Congratulations go out to our resident "Boomer With Attitude" John Grooms. He placed first in the 2013 AAN Awards in the Political Column category (for circulation under 50,000).
Here are the three entries of Boomer With Attitude that won him the gold medal. Winners were chosen by judges at the E.W. Scripps School of Journalism at Ohio University.

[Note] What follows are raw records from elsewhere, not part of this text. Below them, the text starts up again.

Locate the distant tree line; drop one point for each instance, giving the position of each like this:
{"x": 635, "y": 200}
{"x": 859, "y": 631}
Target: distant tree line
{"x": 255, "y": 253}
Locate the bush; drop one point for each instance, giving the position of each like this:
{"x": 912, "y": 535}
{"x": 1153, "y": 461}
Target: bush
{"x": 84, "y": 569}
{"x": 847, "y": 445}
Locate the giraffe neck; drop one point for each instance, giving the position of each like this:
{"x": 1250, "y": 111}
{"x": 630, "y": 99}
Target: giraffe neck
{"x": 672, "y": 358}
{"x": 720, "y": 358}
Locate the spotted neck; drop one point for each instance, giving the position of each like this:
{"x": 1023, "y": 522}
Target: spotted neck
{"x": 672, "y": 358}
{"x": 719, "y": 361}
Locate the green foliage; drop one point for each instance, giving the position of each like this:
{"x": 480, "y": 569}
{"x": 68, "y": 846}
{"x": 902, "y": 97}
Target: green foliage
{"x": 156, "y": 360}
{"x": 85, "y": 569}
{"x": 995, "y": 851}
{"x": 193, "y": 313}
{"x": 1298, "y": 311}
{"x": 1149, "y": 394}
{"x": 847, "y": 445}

"How Obamacare saved my life"
The Affordable Care Act - aka "Obamacare" - saved my life. Yes, this is for real. It happened last year. If not for the ACA, I would either be dead and buried or in so much medical debt I would never get out from under it. I thought long and hard before writing about this. But after seeing the crazy things members of the GOP said about Obamacare at their convention and hearing their mantra, "Are you better off than you were four years ago," I decided to go public about my experience with Obama's supposedly evil, socialistic government takeover of health care.
Read more HERE.
"South Carolina campaigning has infected national races"
When I was a teenager in South Carolina, one of my father's friends told him that the county sheriff, who was running for re-election, had been accused of having sex with a female crime victim's corpse. Dad's reply was, "Not that again!" It seems the same story had circulated the last time the sheriff had run.

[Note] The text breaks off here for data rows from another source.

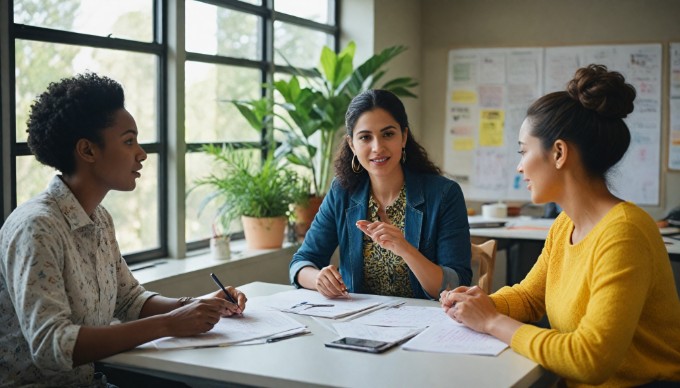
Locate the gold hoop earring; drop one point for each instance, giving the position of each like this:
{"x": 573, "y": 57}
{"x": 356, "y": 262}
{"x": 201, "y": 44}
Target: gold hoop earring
{"x": 356, "y": 168}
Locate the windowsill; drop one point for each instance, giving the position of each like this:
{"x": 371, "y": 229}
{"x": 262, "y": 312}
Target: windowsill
{"x": 201, "y": 260}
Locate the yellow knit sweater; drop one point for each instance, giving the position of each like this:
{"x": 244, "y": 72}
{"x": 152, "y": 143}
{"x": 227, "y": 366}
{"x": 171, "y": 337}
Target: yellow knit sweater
{"x": 611, "y": 301}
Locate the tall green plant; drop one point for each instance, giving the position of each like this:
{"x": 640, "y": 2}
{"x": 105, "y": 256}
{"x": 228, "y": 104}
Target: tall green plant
{"x": 321, "y": 106}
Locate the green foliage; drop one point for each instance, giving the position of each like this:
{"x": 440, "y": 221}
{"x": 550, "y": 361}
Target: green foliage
{"x": 244, "y": 187}
{"x": 321, "y": 107}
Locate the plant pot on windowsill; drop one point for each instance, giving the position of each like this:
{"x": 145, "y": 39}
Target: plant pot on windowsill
{"x": 260, "y": 192}
{"x": 264, "y": 232}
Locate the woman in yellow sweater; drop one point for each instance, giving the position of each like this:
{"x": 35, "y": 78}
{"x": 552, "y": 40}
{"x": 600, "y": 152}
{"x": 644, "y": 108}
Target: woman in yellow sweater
{"x": 604, "y": 278}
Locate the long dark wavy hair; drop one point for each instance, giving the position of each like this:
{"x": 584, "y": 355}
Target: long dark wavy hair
{"x": 416, "y": 156}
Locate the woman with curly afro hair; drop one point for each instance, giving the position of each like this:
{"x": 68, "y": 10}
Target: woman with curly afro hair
{"x": 62, "y": 277}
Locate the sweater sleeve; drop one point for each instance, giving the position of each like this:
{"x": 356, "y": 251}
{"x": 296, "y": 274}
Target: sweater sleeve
{"x": 525, "y": 301}
{"x": 617, "y": 282}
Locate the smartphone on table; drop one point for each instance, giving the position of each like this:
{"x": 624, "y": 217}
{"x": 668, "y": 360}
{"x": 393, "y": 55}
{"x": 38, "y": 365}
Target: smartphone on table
{"x": 360, "y": 344}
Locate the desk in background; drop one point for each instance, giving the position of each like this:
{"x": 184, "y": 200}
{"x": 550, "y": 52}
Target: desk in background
{"x": 304, "y": 361}
{"x": 523, "y": 238}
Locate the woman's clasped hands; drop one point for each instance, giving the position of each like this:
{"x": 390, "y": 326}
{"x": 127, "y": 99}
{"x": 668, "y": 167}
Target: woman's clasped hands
{"x": 470, "y": 306}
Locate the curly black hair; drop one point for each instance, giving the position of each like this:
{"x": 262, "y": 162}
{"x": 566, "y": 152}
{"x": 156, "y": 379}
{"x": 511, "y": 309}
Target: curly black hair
{"x": 416, "y": 156}
{"x": 74, "y": 108}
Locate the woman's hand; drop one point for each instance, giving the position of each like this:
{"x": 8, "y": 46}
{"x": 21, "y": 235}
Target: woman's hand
{"x": 386, "y": 235}
{"x": 444, "y": 297}
{"x": 329, "y": 283}
{"x": 470, "y": 306}
{"x": 232, "y": 308}
{"x": 197, "y": 317}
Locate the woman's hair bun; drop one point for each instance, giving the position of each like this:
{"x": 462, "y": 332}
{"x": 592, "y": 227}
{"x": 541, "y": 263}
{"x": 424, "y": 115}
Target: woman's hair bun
{"x": 605, "y": 92}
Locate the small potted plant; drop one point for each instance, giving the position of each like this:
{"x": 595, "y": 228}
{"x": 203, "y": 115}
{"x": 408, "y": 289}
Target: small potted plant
{"x": 313, "y": 116}
{"x": 259, "y": 192}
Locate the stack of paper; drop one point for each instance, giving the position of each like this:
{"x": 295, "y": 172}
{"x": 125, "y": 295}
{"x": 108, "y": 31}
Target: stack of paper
{"x": 255, "y": 323}
{"x": 312, "y": 303}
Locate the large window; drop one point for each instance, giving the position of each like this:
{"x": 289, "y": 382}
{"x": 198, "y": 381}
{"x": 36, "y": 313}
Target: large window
{"x": 231, "y": 48}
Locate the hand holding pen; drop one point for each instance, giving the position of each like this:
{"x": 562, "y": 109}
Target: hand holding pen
{"x": 240, "y": 304}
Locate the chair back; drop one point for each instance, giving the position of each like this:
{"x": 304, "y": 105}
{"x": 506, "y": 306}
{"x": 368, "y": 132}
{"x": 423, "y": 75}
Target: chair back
{"x": 485, "y": 254}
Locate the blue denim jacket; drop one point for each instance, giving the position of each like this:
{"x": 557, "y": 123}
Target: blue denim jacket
{"x": 435, "y": 223}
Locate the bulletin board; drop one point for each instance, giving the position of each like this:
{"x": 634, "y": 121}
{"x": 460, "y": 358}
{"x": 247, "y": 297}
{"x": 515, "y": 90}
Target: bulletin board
{"x": 674, "y": 128}
{"x": 489, "y": 91}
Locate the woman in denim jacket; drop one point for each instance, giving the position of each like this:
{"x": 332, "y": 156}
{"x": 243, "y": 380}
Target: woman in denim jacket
{"x": 401, "y": 226}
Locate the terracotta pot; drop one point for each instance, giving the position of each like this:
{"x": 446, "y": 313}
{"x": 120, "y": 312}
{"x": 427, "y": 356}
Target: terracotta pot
{"x": 219, "y": 247}
{"x": 304, "y": 215}
{"x": 264, "y": 233}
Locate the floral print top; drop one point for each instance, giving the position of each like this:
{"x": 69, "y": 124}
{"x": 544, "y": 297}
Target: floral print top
{"x": 384, "y": 272}
{"x": 59, "y": 270}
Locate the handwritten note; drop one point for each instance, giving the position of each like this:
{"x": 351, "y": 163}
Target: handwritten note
{"x": 452, "y": 337}
{"x": 312, "y": 303}
{"x": 414, "y": 316}
{"x": 254, "y": 323}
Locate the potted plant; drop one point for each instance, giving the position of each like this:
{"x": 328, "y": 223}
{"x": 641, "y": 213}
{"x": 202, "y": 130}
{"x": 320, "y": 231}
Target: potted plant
{"x": 319, "y": 109}
{"x": 259, "y": 193}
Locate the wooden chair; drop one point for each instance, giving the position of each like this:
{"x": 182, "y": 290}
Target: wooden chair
{"x": 485, "y": 254}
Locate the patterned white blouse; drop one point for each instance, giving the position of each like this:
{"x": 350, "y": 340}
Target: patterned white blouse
{"x": 59, "y": 270}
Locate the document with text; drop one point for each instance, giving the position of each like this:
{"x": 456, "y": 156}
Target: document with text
{"x": 255, "y": 323}
{"x": 312, "y": 303}
{"x": 453, "y": 337}
{"x": 414, "y": 316}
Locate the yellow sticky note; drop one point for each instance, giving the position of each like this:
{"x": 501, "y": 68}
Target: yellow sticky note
{"x": 464, "y": 96}
{"x": 491, "y": 128}
{"x": 464, "y": 144}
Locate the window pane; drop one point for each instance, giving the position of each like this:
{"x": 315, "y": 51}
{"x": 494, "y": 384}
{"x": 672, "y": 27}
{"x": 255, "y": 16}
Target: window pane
{"x": 39, "y": 63}
{"x": 209, "y": 114}
{"x": 316, "y": 10}
{"x": 199, "y": 165}
{"x": 123, "y": 19}
{"x": 300, "y": 46}
{"x": 135, "y": 213}
{"x": 220, "y": 31}
{"x": 32, "y": 177}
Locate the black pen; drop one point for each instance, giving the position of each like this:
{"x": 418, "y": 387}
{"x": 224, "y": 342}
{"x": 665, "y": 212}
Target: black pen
{"x": 212, "y": 275}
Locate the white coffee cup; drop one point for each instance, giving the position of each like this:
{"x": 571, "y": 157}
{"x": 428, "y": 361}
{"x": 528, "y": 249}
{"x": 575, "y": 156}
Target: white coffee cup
{"x": 495, "y": 210}
{"x": 219, "y": 248}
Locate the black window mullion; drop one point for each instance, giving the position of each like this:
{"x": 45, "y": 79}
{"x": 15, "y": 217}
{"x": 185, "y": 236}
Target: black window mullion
{"x": 22, "y": 31}
{"x": 229, "y": 61}
{"x": 161, "y": 39}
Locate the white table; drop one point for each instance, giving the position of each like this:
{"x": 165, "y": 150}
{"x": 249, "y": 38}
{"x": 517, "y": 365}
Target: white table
{"x": 304, "y": 361}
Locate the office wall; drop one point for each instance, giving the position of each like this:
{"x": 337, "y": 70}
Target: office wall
{"x": 447, "y": 24}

That's the kind of story the national media is referring to when its reporters, covering the South Carolina GOP primary, say that the state's politics are "rough and tumble." Not that the national media dug up that particular story - nor any other story, for that matter, if it didn't come up first in a Google search. Instead, most of the national media repeat the one incident they obviously consider a high point: the 2000 Bush campaign's anonymous accusation that McCain had an illegitimate black child.
Read more HERE.
"The Prairie Populist: George McGovern"
"I'm fed up to the ears with old men dreaming up wars for young men to die in."

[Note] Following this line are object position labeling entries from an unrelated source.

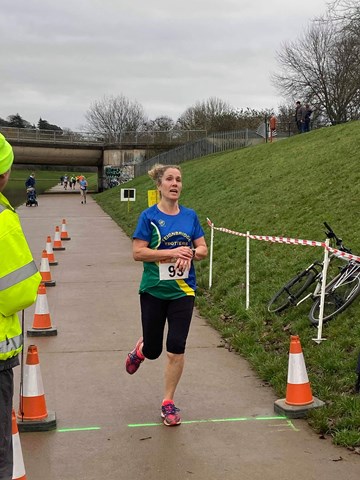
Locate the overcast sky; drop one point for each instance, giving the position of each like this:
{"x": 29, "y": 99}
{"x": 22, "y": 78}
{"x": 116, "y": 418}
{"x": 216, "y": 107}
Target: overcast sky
{"x": 59, "y": 57}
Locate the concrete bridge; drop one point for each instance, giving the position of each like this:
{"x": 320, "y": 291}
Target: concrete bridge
{"x": 114, "y": 156}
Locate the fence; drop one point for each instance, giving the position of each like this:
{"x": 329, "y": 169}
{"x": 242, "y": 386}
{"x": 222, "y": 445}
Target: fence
{"x": 215, "y": 142}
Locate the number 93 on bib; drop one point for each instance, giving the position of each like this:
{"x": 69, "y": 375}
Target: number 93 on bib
{"x": 167, "y": 271}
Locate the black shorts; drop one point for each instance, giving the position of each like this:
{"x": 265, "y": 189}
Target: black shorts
{"x": 154, "y": 313}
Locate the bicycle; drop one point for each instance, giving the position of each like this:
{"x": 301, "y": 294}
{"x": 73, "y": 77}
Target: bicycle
{"x": 339, "y": 292}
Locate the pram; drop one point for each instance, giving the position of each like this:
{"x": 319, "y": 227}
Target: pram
{"x": 31, "y": 197}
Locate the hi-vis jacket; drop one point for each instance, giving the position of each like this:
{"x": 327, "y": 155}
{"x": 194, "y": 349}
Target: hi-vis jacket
{"x": 19, "y": 280}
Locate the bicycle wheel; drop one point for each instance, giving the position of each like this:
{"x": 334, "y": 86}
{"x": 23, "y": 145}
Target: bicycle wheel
{"x": 338, "y": 296}
{"x": 291, "y": 292}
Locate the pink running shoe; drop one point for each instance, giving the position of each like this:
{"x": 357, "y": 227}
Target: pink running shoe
{"x": 170, "y": 413}
{"x": 134, "y": 358}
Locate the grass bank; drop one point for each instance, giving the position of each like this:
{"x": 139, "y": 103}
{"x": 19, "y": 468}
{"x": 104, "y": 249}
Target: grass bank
{"x": 286, "y": 188}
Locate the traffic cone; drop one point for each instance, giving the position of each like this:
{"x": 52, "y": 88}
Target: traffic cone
{"x": 33, "y": 415}
{"x": 57, "y": 240}
{"x": 50, "y": 252}
{"x": 18, "y": 460}
{"x": 45, "y": 271}
{"x": 64, "y": 233}
{"x": 42, "y": 322}
{"x": 298, "y": 392}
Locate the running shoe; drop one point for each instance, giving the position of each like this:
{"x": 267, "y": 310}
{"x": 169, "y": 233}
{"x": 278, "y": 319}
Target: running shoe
{"x": 134, "y": 358}
{"x": 170, "y": 414}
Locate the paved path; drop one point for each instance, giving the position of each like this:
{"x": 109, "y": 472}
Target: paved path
{"x": 229, "y": 428}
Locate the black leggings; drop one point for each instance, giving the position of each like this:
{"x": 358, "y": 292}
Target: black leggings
{"x": 154, "y": 313}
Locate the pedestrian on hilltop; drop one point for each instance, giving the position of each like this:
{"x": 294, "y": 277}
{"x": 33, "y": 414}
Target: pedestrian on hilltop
{"x": 168, "y": 239}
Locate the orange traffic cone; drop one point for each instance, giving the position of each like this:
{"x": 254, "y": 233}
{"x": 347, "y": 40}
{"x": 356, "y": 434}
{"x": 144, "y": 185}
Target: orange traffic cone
{"x": 57, "y": 240}
{"x": 64, "y": 233}
{"x": 45, "y": 271}
{"x": 298, "y": 392}
{"x": 33, "y": 415}
{"x": 42, "y": 322}
{"x": 50, "y": 252}
{"x": 18, "y": 460}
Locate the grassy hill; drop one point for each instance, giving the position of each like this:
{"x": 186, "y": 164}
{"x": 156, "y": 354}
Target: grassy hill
{"x": 287, "y": 188}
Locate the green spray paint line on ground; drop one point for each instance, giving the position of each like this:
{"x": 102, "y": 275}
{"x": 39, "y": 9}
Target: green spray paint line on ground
{"x": 216, "y": 420}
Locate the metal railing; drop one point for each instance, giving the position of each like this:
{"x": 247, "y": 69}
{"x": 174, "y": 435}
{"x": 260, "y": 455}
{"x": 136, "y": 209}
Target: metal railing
{"x": 213, "y": 143}
{"x": 174, "y": 137}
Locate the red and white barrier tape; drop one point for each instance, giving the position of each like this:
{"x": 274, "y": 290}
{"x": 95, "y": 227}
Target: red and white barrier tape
{"x": 287, "y": 240}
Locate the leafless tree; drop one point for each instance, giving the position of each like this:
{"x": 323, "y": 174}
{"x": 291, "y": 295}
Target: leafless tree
{"x": 322, "y": 68}
{"x": 112, "y": 116}
{"x": 161, "y": 124}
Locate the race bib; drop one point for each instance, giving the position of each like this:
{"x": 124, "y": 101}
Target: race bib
{"x": 167, "y": 271}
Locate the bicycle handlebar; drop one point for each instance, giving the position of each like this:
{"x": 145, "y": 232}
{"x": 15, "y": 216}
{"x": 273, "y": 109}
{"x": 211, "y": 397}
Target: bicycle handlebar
{"x": 332, "y": 235}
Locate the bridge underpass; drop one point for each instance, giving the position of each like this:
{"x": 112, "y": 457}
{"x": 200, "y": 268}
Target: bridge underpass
{"x": 60, "y": 151}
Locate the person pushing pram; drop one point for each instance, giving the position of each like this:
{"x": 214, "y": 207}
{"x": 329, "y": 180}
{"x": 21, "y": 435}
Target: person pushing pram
{"x": 30, "y": 190}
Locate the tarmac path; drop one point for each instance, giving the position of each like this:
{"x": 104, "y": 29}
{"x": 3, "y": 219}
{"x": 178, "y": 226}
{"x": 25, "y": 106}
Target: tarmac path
{"x": 108, "y": 422}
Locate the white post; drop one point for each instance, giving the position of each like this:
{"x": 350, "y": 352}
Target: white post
{"x": 247, "y": 270}
{"x": 322, "y": 296}
{"x": 211, "y": 254}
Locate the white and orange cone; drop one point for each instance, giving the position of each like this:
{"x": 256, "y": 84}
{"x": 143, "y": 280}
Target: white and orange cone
{"x": 42, "y": 321}
{"x": 18, "y": 460}
{"x": 33, "y": 414}
{"x": 64, "y": 233}
{"x": 45, "y": 271}
{"x": 50, "y": 252}
{"x": 298, "y": 391}
{"x": 57, "y": 245}
{"x": 299, "y": 397}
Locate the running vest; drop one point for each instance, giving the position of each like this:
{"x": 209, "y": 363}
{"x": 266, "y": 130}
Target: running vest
{"x": 19, "y": 279}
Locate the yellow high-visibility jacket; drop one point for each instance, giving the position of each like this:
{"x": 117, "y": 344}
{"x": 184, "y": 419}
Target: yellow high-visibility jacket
{"x": 19, "y": 279}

Believe it or not, that line was delivered, day after day, by a major American political party's candidate for president - the late Democratic U.S. Sen. George McGovern, in 1972. That phrase ran through my mind as I made my way to Park Road Books in 1996, where McGovern was promoting his book about his daughter Terry's fatal battle with alcoholism. McGovern was a genuine war hero who won the Distinguished Flying Cross as a bomber pilot in World War II. As he put it later, he learned to hate war by waging it. He was also, to me and many others, a political hero. As a young man, I had campaigned for McGovern in his ill-fated crusade against Richard Nixon, and I was delighted to finally meet him.